To think that Nansen was roughly my age when he crossed Greenland on foot from east to west, three thousand kilometres over ice at fifteen degrees below zero. Entirely alone. No sahib-venerating Sherpas for him!

I wonder what sort of life I should have had to render me capable of such feats of achievement. To begin with, my father should not have got killed when I was seven years old. But if that hadn’t happened I might not have studied geology, I might not have gone to university at all. I might have become a flautist. A great flautist? Not necessarily. Regret? No. I am long past regretting. Playing the flute would not have vindicated my father’s death, it would not have given me a chance to go right where he went wrong.
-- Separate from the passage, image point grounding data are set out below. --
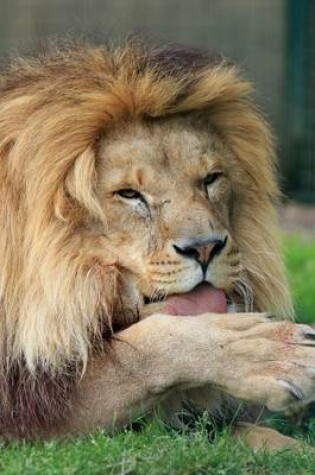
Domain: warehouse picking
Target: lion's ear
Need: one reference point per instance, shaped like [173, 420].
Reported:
[78, 190]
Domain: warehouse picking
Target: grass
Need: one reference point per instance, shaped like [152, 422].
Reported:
[157, 450]
[300, 262]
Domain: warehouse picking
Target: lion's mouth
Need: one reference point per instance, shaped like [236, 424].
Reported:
[204, 298]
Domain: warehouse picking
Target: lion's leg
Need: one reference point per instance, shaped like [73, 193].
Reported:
[264, 438]
[243, 355]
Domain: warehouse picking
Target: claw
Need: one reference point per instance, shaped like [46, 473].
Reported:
[294, 390]
[268, 315]
[309, 334]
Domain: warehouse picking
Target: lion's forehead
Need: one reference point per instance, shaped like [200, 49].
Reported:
[151, 153]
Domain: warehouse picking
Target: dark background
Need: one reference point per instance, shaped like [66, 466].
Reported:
[273, 41]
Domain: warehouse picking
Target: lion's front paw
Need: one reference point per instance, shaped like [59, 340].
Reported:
[274, 363]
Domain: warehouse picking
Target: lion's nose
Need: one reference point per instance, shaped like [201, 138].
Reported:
[202, 251]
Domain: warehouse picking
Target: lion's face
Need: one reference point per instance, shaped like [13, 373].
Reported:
[166, 191]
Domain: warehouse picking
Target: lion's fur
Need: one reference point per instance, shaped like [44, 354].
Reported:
[57, 299]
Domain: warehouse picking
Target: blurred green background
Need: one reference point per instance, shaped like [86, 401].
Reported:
[272, 40]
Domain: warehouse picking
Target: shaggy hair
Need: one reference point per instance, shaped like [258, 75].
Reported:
[58, 302]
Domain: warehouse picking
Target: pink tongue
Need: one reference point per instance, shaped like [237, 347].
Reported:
[202, 299]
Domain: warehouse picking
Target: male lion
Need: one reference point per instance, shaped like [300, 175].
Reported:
[136, 184]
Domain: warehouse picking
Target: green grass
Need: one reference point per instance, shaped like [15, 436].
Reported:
[300, 261]
[157, 450]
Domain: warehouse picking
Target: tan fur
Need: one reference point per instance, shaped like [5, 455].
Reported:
[73, 273]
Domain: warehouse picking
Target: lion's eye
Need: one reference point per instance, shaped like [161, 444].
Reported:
[211, 178]
[129, 194]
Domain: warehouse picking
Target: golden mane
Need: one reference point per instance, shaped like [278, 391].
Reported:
[54, 293]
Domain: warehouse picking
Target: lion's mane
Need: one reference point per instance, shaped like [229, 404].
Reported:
[57, 299]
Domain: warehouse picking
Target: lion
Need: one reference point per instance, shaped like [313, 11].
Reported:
[139, 251]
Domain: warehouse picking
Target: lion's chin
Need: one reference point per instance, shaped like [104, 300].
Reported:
[204, 298]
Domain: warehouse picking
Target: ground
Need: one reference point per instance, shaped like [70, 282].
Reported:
[158, 450]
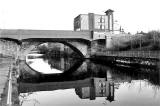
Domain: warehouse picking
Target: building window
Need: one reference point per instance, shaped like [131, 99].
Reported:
[101, 20]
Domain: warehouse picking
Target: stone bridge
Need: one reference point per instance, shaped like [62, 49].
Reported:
[79, 41]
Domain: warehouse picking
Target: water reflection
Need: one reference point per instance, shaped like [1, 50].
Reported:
[89, 83]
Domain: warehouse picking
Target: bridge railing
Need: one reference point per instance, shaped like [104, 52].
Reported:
[140, 54]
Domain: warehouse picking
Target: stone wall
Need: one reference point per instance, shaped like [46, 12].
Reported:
[8, 48]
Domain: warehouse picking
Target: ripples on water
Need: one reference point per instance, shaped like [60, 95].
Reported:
[67, 82]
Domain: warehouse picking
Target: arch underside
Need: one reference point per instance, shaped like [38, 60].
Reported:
[67, 42]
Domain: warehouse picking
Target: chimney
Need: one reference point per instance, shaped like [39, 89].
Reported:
[109, 13]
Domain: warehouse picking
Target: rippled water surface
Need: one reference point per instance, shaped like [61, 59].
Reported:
[68, 82]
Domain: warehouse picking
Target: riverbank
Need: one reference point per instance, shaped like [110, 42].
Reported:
[8, 82]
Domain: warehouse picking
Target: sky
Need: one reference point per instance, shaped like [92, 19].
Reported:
[132, 15]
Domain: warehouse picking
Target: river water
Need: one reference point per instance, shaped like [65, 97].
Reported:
[73, 82]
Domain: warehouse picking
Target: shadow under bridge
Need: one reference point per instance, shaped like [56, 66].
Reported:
[80, 46]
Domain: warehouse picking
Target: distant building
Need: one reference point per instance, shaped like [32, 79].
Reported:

I stand up. Better get cracking. At least I can still walk, I’m still on my feet. Even if I do get lost, make a complete fool of myself, bungle everything, I’ll still be hanging on and that’s the only thing that matters.

That is all that matters. Until now there hasn’t been a challenge I have not risen to. Everything is going to be fine, success is round the corner. I will discover a meteor crater in due course, and may even return with some meteoric stones. I can see myself showing them to Sibbelee. ‘Ah well,’ he says with his most condescending smile. ‘Of course men like Nummedal made a valuable contribution to science in their day. But when they grow old they become resistant to new ideas. It seems to me that the best time for Nummedal to have resigned would have been forty years ago, when he was at the height of his fame.’ We laugh heartily. I place the precious meteorites on his desk one by one. Next I’m facing five professors in academic robes across a green baize table. I’m wearing my tailcoat and my head is bowed, not out of deference but to decipher the PhD certificate lying on the table, upside down from where I am standing. A huge, handsomely calligraphed document bearing a red seal the size of a fried egg. Cum laude.

The score on the scrap of paper in my left hand is three rows of five tally marks and a final row of four. Ninety-five marks! Nine thousand five hundred paces. Multiply by two and divide by three and a half and I’ll have the distance in metres: roughly five thousand. I was right! I can stop counting now. I’ve crossed three tributaries already, and the one I’m reaching now, the fourth, flows down into a deep valley. This must be the Rivo-elv. There’s no need, really, to keep to the water in this case. I couldn’t possibly get lost now, so I might as well take a short cut up the side.

Having climbed sixty metres, I’m on a crest from which I can see both the Lievnasjokka and the Rivo-elv. Foaming currents interspersed with shallow rapids.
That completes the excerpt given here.